While not as kindly put as it might have been, her observation was sadly true: our forsythia are still not in bloom. Just a few yellow flowers in one section of a forty-foot stretch of stubbornly brown forsythia. The rest may bloom and it may not.
Well, Grace's isn't blooming, either, I said weakly. Grace's row of forsythia is a continuation of our row. But this morning, Grace's is blooming and ours is not. That looks very odd.
We like our forsythia untrimmed, its graceful branches reaching for the sky. We don't like plants cut to look like boxes. But it's beginning to look like our forsythia is in need of a radical haircut. After this blooming season, whether we get nice yellow blooms over the next few days or not, the clippers are coming out. Perhaps we will cut them even with Grace's row. Then there will be eighty feet of intense yellow next year.

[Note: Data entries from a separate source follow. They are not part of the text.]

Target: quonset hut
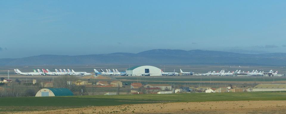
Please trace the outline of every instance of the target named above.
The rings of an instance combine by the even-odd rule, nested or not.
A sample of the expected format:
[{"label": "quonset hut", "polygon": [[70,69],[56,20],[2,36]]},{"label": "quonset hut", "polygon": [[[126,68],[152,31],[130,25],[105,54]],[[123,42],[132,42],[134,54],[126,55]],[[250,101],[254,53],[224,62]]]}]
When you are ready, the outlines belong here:
[{"label": "quonset hut", "polygon": [[129,76],[161,76],[161,69],[151,66],[134,66],[126,70],[126,75]]},{"label": "quonset hut", "polygon": [[36,94],[35,96],[72,96],[73,95],[72,91],[66,88],[49,88],[40,90]]}]

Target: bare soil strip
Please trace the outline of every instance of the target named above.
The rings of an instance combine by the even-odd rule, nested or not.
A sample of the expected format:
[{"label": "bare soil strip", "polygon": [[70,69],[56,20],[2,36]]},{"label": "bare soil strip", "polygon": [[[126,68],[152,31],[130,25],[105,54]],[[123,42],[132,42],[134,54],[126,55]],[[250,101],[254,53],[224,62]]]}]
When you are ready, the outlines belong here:
[{"label": "bare soil strip", "polygon": [[282,114],[286,101],[184,102],[91,107],[13,114]]}]

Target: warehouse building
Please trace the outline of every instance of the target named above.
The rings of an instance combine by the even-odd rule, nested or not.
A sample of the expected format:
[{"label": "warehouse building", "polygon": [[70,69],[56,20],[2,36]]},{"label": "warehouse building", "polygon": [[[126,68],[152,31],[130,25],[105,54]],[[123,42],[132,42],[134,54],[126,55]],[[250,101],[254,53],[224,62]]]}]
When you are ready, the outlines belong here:
[{"label": "warehouse building", "polygon": [[252,91],[286,91],[285,84],[260,84],[252,88]]},{"label": "warehouse building", "polygon": [[144,86],[144,87],[147,88],[146,89],[147,89],[147,88],[159,88],[161,89],[162,90],[172,90],[172,86],[171,85],[169,84],[149,84]]},{"label": "warehouse building", "polygon": [[161,69],[151,66],[134,66],[126,70],[126,75],[129,76],[161,76]]},{"label": "warehouse building", "polygon": [[114,81],[110,83],[112,87],[122,87],[122,82],[119,81]]},{"label": "warehouse building", "polygon": [[35,96],[72,96],[73,94],[70,90],[66,88],[52,88],[43,89],[36,94]]},{"label": "warehouse building", "polygon": [[142,84],[140,83],[131,83],[130,87],[131,88],[139,88],[143,86]]}]

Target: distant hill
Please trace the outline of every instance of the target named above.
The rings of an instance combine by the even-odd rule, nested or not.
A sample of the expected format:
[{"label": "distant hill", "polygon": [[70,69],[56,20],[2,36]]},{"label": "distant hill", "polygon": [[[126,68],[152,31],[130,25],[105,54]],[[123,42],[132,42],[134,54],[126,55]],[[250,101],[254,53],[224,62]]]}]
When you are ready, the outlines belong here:
[{"label": "distant hill", "polygon": [[155,49],[136,54],[118,53],[76,56],[43,55],[0,59],[0,66],[98,64],[220,64],[286,65],[286,53],[247,54],[202,50]]}]

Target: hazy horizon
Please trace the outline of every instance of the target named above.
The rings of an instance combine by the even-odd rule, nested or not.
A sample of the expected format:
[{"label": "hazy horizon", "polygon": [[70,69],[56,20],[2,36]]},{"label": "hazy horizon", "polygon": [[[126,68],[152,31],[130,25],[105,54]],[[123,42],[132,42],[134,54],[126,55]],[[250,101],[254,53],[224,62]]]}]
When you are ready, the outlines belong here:
[{"label": "hazy horizon", "polygon": [[0,58],[154,49],[286,53],[285,1],[0,1]]}]

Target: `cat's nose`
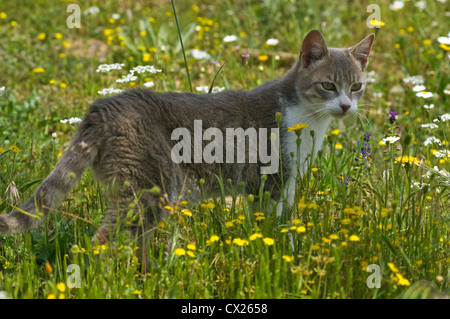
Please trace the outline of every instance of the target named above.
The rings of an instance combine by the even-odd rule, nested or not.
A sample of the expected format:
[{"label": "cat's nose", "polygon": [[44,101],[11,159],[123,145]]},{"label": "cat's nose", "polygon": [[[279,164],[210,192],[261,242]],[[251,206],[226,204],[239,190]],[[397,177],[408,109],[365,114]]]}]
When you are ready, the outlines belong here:
[{"label": "cat's nose", "polygon": [[339,105],[342,109],[342,111],[347,112],[347,110],[350,108],[350,104],[340,104]]}]

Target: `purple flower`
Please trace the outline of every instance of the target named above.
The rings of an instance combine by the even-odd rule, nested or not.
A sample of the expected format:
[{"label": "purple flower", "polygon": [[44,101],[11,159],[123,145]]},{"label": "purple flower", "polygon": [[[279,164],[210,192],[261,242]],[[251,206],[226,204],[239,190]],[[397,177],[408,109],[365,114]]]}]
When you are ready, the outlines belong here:
[{"label": "purple flower", "polygon": [[389,117],[389,123],[394,124],[394,122],[395,122],[395,120],[396,120],[395,116],[397,115],[397,112],[390,111],[390,112],[389,112],[389,115],[390,115],[390,117]]},{"label": "purple flower", "polygon": [[[358,141],[358,147],[353,149],[353,152],[358,154],[358,157],[355,158],[356,161],[362,159],[363,164],[365,164],[372,154],[372,150],[370,149],[370,133],[364,134],[363,142]],[[367,166],[367,165],[366,165]]]}]

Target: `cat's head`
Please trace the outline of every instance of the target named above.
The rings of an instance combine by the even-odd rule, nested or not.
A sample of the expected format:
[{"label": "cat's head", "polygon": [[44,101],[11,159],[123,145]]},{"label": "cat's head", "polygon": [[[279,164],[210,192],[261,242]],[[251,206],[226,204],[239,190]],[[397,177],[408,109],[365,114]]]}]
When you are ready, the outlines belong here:
[{"label": "cat's head", "polygon": [[351,48],[329,48],[313,30],[303,40],[299,56],[298,95],[311,112],[341,118],[356,112],[366,79],[374,34]]}]

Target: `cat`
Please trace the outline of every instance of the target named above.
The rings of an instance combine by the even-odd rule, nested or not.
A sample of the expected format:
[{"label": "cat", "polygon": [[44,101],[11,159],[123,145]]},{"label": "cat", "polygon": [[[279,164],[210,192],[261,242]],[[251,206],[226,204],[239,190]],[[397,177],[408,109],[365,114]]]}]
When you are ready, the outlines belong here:
[{"label": "cat", "polygon": [[[312,30],[305,36],[292,68],[281,78],[251,91],[192,94],[136,89],[98,99],[35,195],[19,209],[0,215],[0,234],[35,228],[42,220],[39,216],[46,216],[61,203],[88,166],[100,181],[110,185],[108,212],[94,236],[99,243],[108,241],[116,225],[145,243],[152,227],[167,216],[164,202],[173,205],[187,196],[198,198],[200,179],[203,189],[217,189],[215,175],[219,172],[224,181],[244,182],[246,191],[255,193],[263,163],[249,162],[249,156],[243,163],[220,165],[195,159],[191,163],[173,160],[171,154],[177,144],[173,132],[184,128],[194,133],[196,120],[201,120],[203,132],[208,128],[226,132],[227,128],[279,127],[282,168],[266,175],[264,190],[278,201],[277,212],[282,214],[292,205],[295,180],[321,148],[330,121],[357,111],[374,38],[371,34],[353,47],[329,48],[322,34]],[[281,114],[281,122],[277,122],[277,114]],[[301,131],[299,158],[297,136],[288,131],[298,123],[308,124]],[[269,147],[272,142],[266,134],[259,146]],[[206,145],[205,140],[201,143]],[[229,143],[225,140],[222,146]],[[233,148],[237,150],[237,143]],[[282,181],[284,189],[280,187]]]}]

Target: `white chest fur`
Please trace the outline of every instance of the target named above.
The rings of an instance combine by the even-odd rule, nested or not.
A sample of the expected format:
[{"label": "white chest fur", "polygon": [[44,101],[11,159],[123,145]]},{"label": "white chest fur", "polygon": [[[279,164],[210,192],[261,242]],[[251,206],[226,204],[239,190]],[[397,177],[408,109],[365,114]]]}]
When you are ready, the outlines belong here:
[{"label": "white chest fur", "polygon": [[[283,213],[283,207],[291,207],[294,203],[295,185],[299,175],[302,176],[309,163],[316,156],[321,149],[325,133],[332,117],[328,114],[319,114],[311,116],[311,113],[302,106],[290,106],[286,108],[282,121],[284,125],[289,128],[299,123],[306,123],[308,127],[301,132],[301,144],[298,148],[297,135],[295,132],[288,132],[286,141],[283,143],[282,152],[288,155],[290,159],[290,171],[287,181],[284,181],[284,189],[282,191],[282,198],[277,205],[277,215]],[[314,131],[314,139],[311,136],[311,131]],[[291,154],[294,156],[292,157]]]}]

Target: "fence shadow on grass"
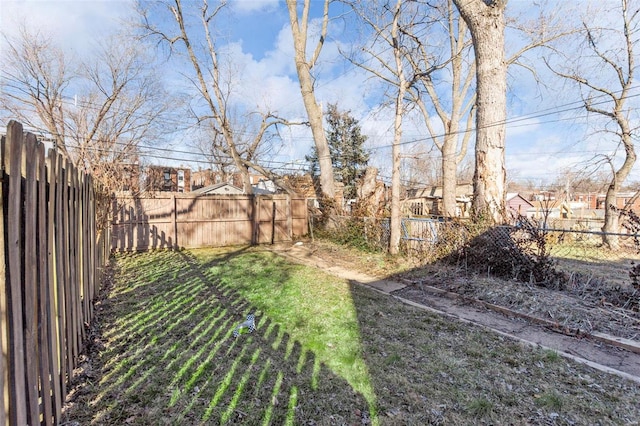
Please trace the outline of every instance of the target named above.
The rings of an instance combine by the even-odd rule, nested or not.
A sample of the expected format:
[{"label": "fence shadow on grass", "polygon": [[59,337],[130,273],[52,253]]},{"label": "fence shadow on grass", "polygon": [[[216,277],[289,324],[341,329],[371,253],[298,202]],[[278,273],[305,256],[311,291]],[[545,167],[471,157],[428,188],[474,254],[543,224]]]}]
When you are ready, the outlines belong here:
[{"label": "fence shadow on grass", "polygon": [[[94,335],[65,417],[80,424],[360,421],[362,395],[209,272],[243,251],[206,264],[186,252],[123,255],[129,269],[99,305],[104,332]],[[250,312],[255,332],[235,338]],[[351,397],[327,401],[335,394]]]}]

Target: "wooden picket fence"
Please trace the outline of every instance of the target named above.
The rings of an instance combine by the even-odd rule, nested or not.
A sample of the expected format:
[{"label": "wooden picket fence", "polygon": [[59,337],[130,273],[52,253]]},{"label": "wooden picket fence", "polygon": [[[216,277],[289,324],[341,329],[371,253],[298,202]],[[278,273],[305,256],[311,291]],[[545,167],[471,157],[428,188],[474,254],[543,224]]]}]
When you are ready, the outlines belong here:
[{"label": "wooden picket fence", "polygon": [[54,425],[109,256],[91,176],[11,121],[0,186],[0,426]]},{"label": "wooden picket fence", "polygon": [[278,195],[160,192],[118,195],[111,249],[146,251],[292,241],[309,232],[307,199]]}]

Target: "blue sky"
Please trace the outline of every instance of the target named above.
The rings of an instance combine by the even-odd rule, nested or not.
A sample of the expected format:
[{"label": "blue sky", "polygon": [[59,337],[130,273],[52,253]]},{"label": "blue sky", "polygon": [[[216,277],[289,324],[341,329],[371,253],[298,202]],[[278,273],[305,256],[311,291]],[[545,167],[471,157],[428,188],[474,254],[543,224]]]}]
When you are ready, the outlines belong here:
[{"label": "blue sky", "polygon": [[[314,2],[314,16],[320,13],[321,3]],[[552,6],[554,3],[559,6],[562,2],[550,2]],[[587,5],[586,0],[574,3]],[[525,0],[512,0],[509,8],[512,14],[522,12],[523,16],[529,16],[529,4]],[[604,4],[614,7],[618,2],[605,0]],[[1,0],[0,27],[4,34],[11,35],[16,25],[29,17],[30,26],[50,31],[66,49],[83,55],[91,51],[95,37],[115,31],[124,20],[131,19],[132,6],[129,0]],[[224,24],[216,30],[220,45],[239,70],[238,98],[247,107],[268,105],[291,120],[304,119],[284,2],[233,0],[230,6]],[[317,95],[323,103],[338,102],[341,109],[351,110],[360,120],[363,133],[369,137],[367,147],[373,149],[373,165],[380,167],[382,175],[389,176],[390,149],[386,147],[392,140],[393,113],[379,105],[379,83],[340,56],[337,43],[348,46],[354,36],[350,29],[344,27],[344,21],[334,24],[320,59]],[[1,49],[2,42],[0,53]],[[531,59],[534,61],[535,55]],[[537,83],[528,71],[510,71],[507,170],[509,178],[518,182],[549,183],[563,169],[586,164],[598,152],[612,153],[615,149],[610,138],[585,126],[586,114],[578,108],[579,92],[566,83],[552,81],[548,73],[541,73],[549,87]],[[425,131],[408,120],[404,135],[406,141],[424,139]],[[187,136],[176,136],[171,146],[179,151],[192,150],[186,140]],[[308,129],[297,127],[284,132],[277,161],[302,160],[310,146]],[[413,149],[428,150],[424,148]],[[407,144],[405,149],[409,151],[411,145]],[[173,156],[179,159],[176,161],[188,164],[183,161],[186,154]],[[197,168],[197,164],[192,166]],[[635,167],[630,180],[640,181],[639,168]]]}]

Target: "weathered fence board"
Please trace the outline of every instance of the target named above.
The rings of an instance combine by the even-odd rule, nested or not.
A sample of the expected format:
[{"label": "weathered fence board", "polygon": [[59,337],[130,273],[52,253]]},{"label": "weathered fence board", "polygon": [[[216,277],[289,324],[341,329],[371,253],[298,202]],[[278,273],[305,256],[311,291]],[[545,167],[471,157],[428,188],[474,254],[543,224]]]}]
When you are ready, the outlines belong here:
[{"label": "weathered fence board", "polygon": [[308,233],[305,198],[159,193],[112,200],[115,251],[291,241]]},{"label": "weathered fence board", "polygon": [[45,158],[15,121],[0,146],[0,426],[54,425],[109,238],[96,238],[99,197],[89,176],[57,153]]}]

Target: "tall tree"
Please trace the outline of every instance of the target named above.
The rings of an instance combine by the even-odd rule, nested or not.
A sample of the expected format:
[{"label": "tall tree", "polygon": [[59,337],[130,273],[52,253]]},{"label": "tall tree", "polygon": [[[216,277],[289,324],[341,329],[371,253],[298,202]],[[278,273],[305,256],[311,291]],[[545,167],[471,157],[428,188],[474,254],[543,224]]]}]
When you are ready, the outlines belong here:
[{"label": "tall tree", "polygon": [[[356,198],[356,183],[364,174],[369,162],[369,153],[363,149],[367,137],[362,134],[358,120],[350,111],[340,111],[337,104],[329,104],[325,113],[327,142],[336,180],[344,184],[344,197]],[[314,172],[318,171],[318,151],[313,146],[305,159]]]},{"label": "tall tree", "polygon": [[400,165],[403,117],[407,111],[406,96],[410,81],[406,76],[403,53],[407,22],[414,22],[419,12],[411,3],[397,0],[395,5],[382,1],[356,1],[352,3],[358,17],[371,29],[369,45],[363,47],[366,60],[349,57],[355,65],[368,71],[392,88],[389,101],[394,106],[393,140],[391,143],[391,218],[389,253],[400,251]]},{"label": "tall tree", "polygon": [[307,42],[309,40],[309,9],[311,0],[304,0],[302,6],[302,14],[298,16],[298,1],[287,0],[287,8],[289,10],[289,21],[291,23],[291,34],[293,35],[293,46],[295,51],[295,64],[300,82],[300,91],[302,101],[307,111],[309,125],[316,151],[318,152],[318,162],[320,164],[320,189],[323,197],[334,200],[335,185],[333,165],[331,164],[331,155],[329,152],[329,144],[324,133],[322,123],[322,107],[318,103],[315,90],[313,87],[313,77],[311,71],[318,61],[322,46],[327,36],[327,27],[329,24],[329,0],[324,0],[324,9],[322,15],[322,29],[318,38],[318,42],[310,57],[307,57]]},{"label": "tall tree", "polygon": [[[602,131],[613,135],[614,140],[624,150],[622,164],[616,165],[613,158],[603,156],[611,169],[611,180],[605,195],[605,219],[602,231],[603,243],[611,248],[618,247],[618,238],[608,233],[617,233],[618,213],[615,211],[616,194],[629,176],[635,162],[636,152],[633,132],[638,123],[635,108],[630,99],[635,84],[638,25],[640,8],[633,2],[619,0],[619,8],[610,12],[618,14],[609,27],[596,27],[591,19],[582,22],[583,39],[578,48],[579,55],[570,52],[561,54],[557,65],[547,61],[559,76],[575,83],[580,88],[584,108],[589,114],[604,118]],[[618,12],[619,11],[619,12]],[[558,52],[558,50],[555,50]],[[557,53],[558,54],[558,53]],[[608,124],[614,129],[610,130]]]},{"label": "tall tree", "polygon": [[494,223],[505,220],[507,62],[505,7],[507,0],[453,0],[471,31],[476,58],[476,169],[473,214]]},{"label": "tall tree", "polygon": [[[221,15],[227,3],[220,1],[216,2],[214,7],[210,7],[207,0],[202,0],[199,5],[189,1],[186,2],[187,10],[183,7],[185,4],[182,0],[165,0],[149,4],[155,8],[155,13],[140,8],[143,31],[148,36],[157,37],[172,52],[188,58],[193,75],[187,79],[194,86],[198,95],[197,101],[204,102],[203,108],[192,108],[195,119],[199,125],[206,127],[212,136],[212,147],[215,143],[223,142],[215,147],[231,158],[235,168],[242,175],[244,191],[251,193],[250,169],[272,176],[272,173],[255,161],[254,154],[271,127],[288,122],[271,111],[259,112],[259,129],[253,138],[244,141],[234,127],[231,117],[234,106],[233,76],[224,73],[220,49],[212,32],[215,24],[223,19]],[[158,6],[160,9],[157,9]],[[162,15],[161,12],[166,15]],[[189,12],[197,12],[196,22],[189,21]],[[253,113],[255,112],[248,112],[249,115]]]}]

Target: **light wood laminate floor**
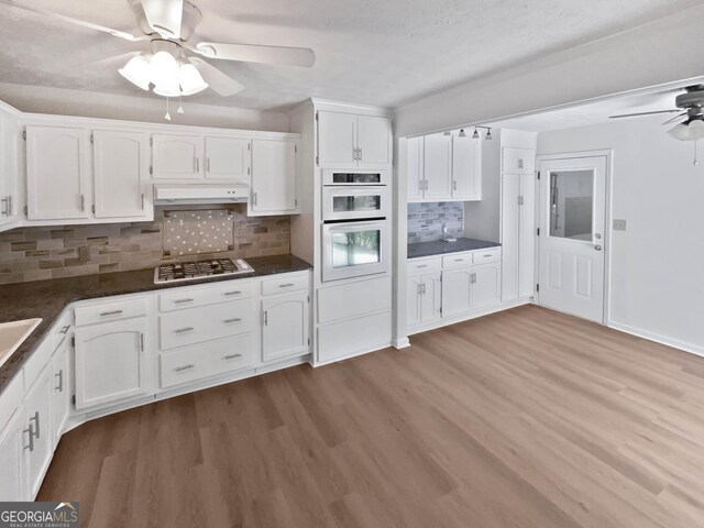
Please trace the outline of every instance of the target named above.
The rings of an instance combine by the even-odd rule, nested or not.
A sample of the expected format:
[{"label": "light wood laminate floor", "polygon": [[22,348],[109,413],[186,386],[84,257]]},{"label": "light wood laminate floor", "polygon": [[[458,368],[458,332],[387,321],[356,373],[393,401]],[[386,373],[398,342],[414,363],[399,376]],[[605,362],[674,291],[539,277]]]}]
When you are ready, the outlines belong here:
[{"label": "light wood laminate floor", "polygon": [[704,526],[704,359],[521,307],[89,422],[90,527]]}]

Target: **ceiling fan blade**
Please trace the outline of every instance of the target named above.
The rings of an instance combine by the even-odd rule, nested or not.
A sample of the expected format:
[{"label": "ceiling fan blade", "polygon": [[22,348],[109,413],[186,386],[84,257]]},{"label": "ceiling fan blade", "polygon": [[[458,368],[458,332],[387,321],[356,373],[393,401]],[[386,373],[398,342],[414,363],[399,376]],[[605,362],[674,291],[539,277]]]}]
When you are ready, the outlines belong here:
[{"label": "ceiling fan blade", "polygon": [[680,109],[674,109],[674,110],[656,110],[653,112],[636,112],[636,113],[622,113],[618,116],[609,116],[608,119],[620,119],[620,118],[635,118],[638,116],[654,116],[657,113],[672,113],[672,112],[679,112]]},{"label": "ceiling fan blade", "polygon": [[165,38],[180,37],[184,0],[142,0],[146,22]]},{"label": "ceiling fan blade", "polygon": [[124,38],[125,41],[139,42],[139,41],[148,41],[150,37],[147,35],[135,36],[131,33],[120,30],[113,30],[112,28],[107,28],[100,24],[94,24],[92,22],[86,22],[85,20],[74,19],[72,16],[66,16],[64,14],[53,13],[52,11],[45,11],[43,9],[32,8],[30,6],[25,6],[23,3],[18,2],[16,0],[0,0],[0,4],[10,6],[15,9],[20,9],[22,11],[29,11],[31,13],[40,14],[43,18],[50,18],[54,20],[59,20],[62,22],[66,22],[74,25],[79,25],[81,28],[87,28],[89,30],[100,31],[102,33],[108,33],[112,36],[118,36],[120,38]]},{"label": "ceiling fan blade", "polygon": [[243,63],[287,64],[308,68],[316,64],[316,54],[308,47],[200,42],[196,44],[193,51],[208,58],[222,58]]},{"label": "ceiling fan blade", "polygon": [[229,75],[223,74],[211,64],[205,62],[202,58],[189,57],[188,58],[198,72],[202,76],[202,79],[208,82],[208,86],[218,92],[220,96],[233,96],[234,94],[242,91],[244,86],[234,80]]}]

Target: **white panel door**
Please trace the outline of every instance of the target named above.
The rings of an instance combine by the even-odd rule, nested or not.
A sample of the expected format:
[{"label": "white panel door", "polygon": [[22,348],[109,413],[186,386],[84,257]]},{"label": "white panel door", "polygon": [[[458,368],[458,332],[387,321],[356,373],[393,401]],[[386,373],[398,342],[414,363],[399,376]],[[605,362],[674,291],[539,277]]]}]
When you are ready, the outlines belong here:
[{"label": "white panel door", "polygon": [[199,135],[152,136],[153,177],[155,179],[202,178],[204,139]]},{"label": "white panel door", "polygon": [[262,300],[262,359],[308,353],[308,293]]},{"label": "white panel door", "polygon": [[471,136],[452,136],[452,198],[482,199],[481,142]]},{"label": "white panel door", "polygon": [[128,319],[76,329],[76,408],[146,393],[146,320]]},{"label": "white panel door", "polygon": [[465,314],[472,309],[472,268],[442,272],[442,317]]},{"label": "white panel door", "polygon": [[24,397],[24,428],[30,431],[23,435],[23,441],[29,452],[26,475],[31,498],[34,498],[40,491],[54,453],[50,422],[51,397],[51,380],[48,378],[48,369],[45,369]]},{"label": "white panel door", "polygon": [[206,178],[249,182],[250,140],[206,138]]},{"label": "white panel door", "polygon": [[501,265],[481,264],[472,268],[472,309],[497,305],[501,300]]},{"label": "white panel door", "polygon": [[277,215],[296,210],[296,144],[292,141],[252,141],[253,215]]},{"label": "white panel door", "polygon": [[443,134],[426,135],[424,142],[424,177],[426,200],[451,199],[452,138]]},{"label": "white panel door", "polygon": [[22,408],[0,431],[0,497],[2,501],[28,501],[23,469],[30,450],[30,436]]},{"label": "white panel door", "polygon": [[324,168],[356,166],[356,116],[318,112],[318,165]]},{"label": "white panel door", "polygon": [[540,162],[540,305],[604,322],[606,157]]},{"label": "white panel door", "polygon": [[96,218],[153,219],[148,135],[98,130],[92,153]]},{"label": "white panel door", "polygon": [[89,134],[86,129],[26,128],[28,218],[88,218]]},{"label": "white panel door", "polygon": [[422,200],[422,136],[406,141],[406,191],[408,201]]},{"label": "white panel door", "polygon": [[392,164],[392,121],[376,116],[358,116],[359,166],[388,167]]}]

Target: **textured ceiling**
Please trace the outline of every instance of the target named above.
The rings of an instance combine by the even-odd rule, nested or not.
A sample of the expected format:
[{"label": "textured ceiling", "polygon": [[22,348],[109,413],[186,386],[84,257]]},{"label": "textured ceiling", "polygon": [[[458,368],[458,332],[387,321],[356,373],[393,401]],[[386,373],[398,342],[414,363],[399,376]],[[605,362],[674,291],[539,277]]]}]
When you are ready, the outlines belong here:
[{"label": "textured ceiling", "polygon": [[[20,0],[116,29],[136,31],[127,0]],[[398,107],[579,46],[693,6],[700,0],[195,0],[199,38],[306,46],[311,69],[213,61],[245,90],[211,90],[193,102],[282,109],[308,97]],[[0,4],[3,82],[156,96],[117,73],[130,43]]]}]

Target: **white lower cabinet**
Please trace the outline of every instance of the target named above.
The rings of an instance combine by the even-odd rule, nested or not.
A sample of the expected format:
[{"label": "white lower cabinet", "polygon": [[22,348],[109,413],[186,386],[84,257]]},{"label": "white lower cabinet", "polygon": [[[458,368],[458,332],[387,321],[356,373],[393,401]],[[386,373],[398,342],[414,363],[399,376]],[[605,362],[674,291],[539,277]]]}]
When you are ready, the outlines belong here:
[{"label": "white lower cabinet", "polygon": [[307,353],[309,295],[298,292],[262,300],[262,359]]},{"label": "white lower cabinet", "polygon": [[76,408],[147,393],[146,318],[76,328]]}]

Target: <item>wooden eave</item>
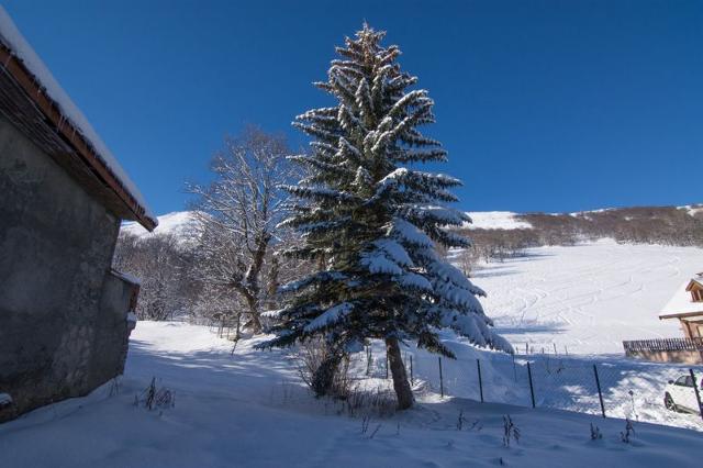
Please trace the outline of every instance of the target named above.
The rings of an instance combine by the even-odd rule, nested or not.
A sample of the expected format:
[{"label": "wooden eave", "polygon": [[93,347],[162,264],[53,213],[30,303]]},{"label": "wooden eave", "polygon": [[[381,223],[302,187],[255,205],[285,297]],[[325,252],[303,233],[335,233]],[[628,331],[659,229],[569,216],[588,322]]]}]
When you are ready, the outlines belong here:
[{"label": "wooden eave", "polygon": [[153,231],[156,220],[146,214],[42,83],[2,43],[0,64],[0,112],[115,215]]},{"label": "wooden eave", "polygon": [[703,280],[698,280],[698,279],[692,279],[691,282],[689,282],[689,286],[685,287],[685,290],[691,292],[693,290],[703,290]]}]

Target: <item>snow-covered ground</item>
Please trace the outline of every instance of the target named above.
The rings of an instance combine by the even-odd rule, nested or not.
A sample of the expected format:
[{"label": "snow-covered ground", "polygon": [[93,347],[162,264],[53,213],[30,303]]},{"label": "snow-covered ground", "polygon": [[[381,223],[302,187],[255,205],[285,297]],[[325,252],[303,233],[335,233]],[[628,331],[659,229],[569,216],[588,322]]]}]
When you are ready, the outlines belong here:
[{"label": "snow-covered ground", "polygon": [[196,218],[192,211],[174,211],[158,216],[158,225],[153,232],[148,232],[134,221],[122,223],[121,231],[143,238],[154,235],[172,235],[182,241],[192,235],[194,225]]},{"label": "snow-covered ground", "polygon": [[536,352],[622,354],[624,339],[679,337],[658,315],[703,270],[703,249],[617,244],[538,247],[488,264],[472,281],[488,292],[487,314],[513,345]]},{"label": "snow-covered ground", "polygon": [[[350,417],[343,403],[315,400],[279,352],[257,352],[207,327],[141,322],[119,391],[40,409],[0,425],[2,467],[689,467],[701,435],[563,411],[439,398],[393,416]],[[175,394],[148,411],[135,395],[152,377]],[[111,391],[112,390],[112,391]],[[338,414],[342,413],[342,414]],[[510,414],[520,442],[503,444]],[[462,417],[461,430],[457,428]],[[603,434],[592,441],[590,424]]]}]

It always feels like the kindest thing to do is let things pursue their own fortunes in their own way. But that's not always true. Children have to go to school, even if they don't want to. You have to cramp their style, sometimes, in order to help them grow, or they will content themselves with not growing enough to meet their own needs in life. Extremely dependent adults, even, need not remain that way: sometimes you must be unavailable to them, and tell them to reach within themselves and find the things they think they can only get from you. This feels mean-spirited. But it is actually kind. An adult, even one you love, is on dangerous ground if all that separates him from disaster is you.
The butterfly bushes in front are three feet taller than I am. Every spring, you chop them down mercilessly: down to about two feet from the ground. This is hard, to chop off a perfectly good branch. But it makes them send up twice as many graceful curves of green, bloom twice as heavily.
Does it hurt them to be pruned? Maybe. It hurts us. But sometimes it's the only way.